I fitted the x1/y1 data with a Deming regression with vr (or sdr) option set to 1. In other words, the regression is a Total Least Squares regression, i.e. orthogonal regression. See previous post for the graph.

x1=c(24.0,23.9,23.6,21.6,21.0,20.8,22.4,22.6,
 21.6,21.2,19.0,19.4,21.1,21.5,21.5,20.1,20.1,
 20.1,17.2,18.6,21.5,18.2,23.2,20.4,19.2,22.4,
 18.8,17.9,19.1,17.9,19.6,18.1,17.6,17.4,17.5,
 17.5,25.2,24.4,25.6,24.3,24.6,24.3,29.4,29.4,
 29.1,28.5,27.2,27.9,31.5,31.5,31.5,27.8,31.2,
 27.4,28.8,27.9,27.6,26.9,28.0,28.0,33.0,32.0,
 34.2,34.0,32.6,30.8)

y1=c(100.0,95.5,93.5,100.0,98.5,99.5,34.8,
 45.8,47.5,17.4,42.6,63.0,6.9,12.1,30.5,
 10.5,14.3,41.1, 2.2,20.0,9.8,3.5,0.5,3.5,5.7,
 3.1,19.2,6.4, 1.2, 4.5, 5.7, 3.1,19.2, 6.4,
 1.2,4.5,81.5,70.5,91.5,75.0,59.5,73.3,66.5,
 47.0,60.5,47.5,33.0,62.5,87.0,86.0,77.0,
 86.0,83.0,78.5,83.0,83.5,73.0,69.5,82.5,78.5,
 84.0,93.5,83.5,96.5,96.0,97.5)   

x11()
plot(x1,y1,xlim=c(0,35),ylim=c(0,100))
library(MethComp)
dem_reg <- Deming(x1, y1)
abline(dem_reg[1:2], col = "green")

I would like to know how much x1 helps to predict y1:

  • normally, I’d go for a R-squared, but it does not seem to be relevant; although another mathematician told me he thinks a R-squared may be appropriate.
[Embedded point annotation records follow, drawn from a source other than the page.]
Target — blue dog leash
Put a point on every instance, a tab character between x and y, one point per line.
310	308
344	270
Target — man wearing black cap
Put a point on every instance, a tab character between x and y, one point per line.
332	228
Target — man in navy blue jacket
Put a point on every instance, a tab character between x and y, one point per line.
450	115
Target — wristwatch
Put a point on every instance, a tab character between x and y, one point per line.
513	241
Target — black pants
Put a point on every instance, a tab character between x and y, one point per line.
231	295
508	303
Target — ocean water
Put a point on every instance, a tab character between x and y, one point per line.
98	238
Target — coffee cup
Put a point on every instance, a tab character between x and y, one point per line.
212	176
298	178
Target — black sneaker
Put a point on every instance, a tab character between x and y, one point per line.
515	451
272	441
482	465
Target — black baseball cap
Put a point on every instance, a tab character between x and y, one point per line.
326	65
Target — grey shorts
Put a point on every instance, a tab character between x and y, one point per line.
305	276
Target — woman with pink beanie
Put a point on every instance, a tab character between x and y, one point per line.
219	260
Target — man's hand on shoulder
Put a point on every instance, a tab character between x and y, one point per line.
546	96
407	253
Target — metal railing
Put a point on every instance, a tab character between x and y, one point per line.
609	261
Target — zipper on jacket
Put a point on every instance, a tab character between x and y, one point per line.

And this page suggests to calculate a Pearson product-moment correlation coefficient, which is R I believe?
  • partially related, there is possibly a tolerance interval. I could calculated it with R ({tolerance} package or code shown in the post), but it is not exactly what I am searching for.

Does someone know how to calculate a goodness of fit for Deming regression, using R? I looked at MetchComp pdf but could not find it (perhaps missed it though).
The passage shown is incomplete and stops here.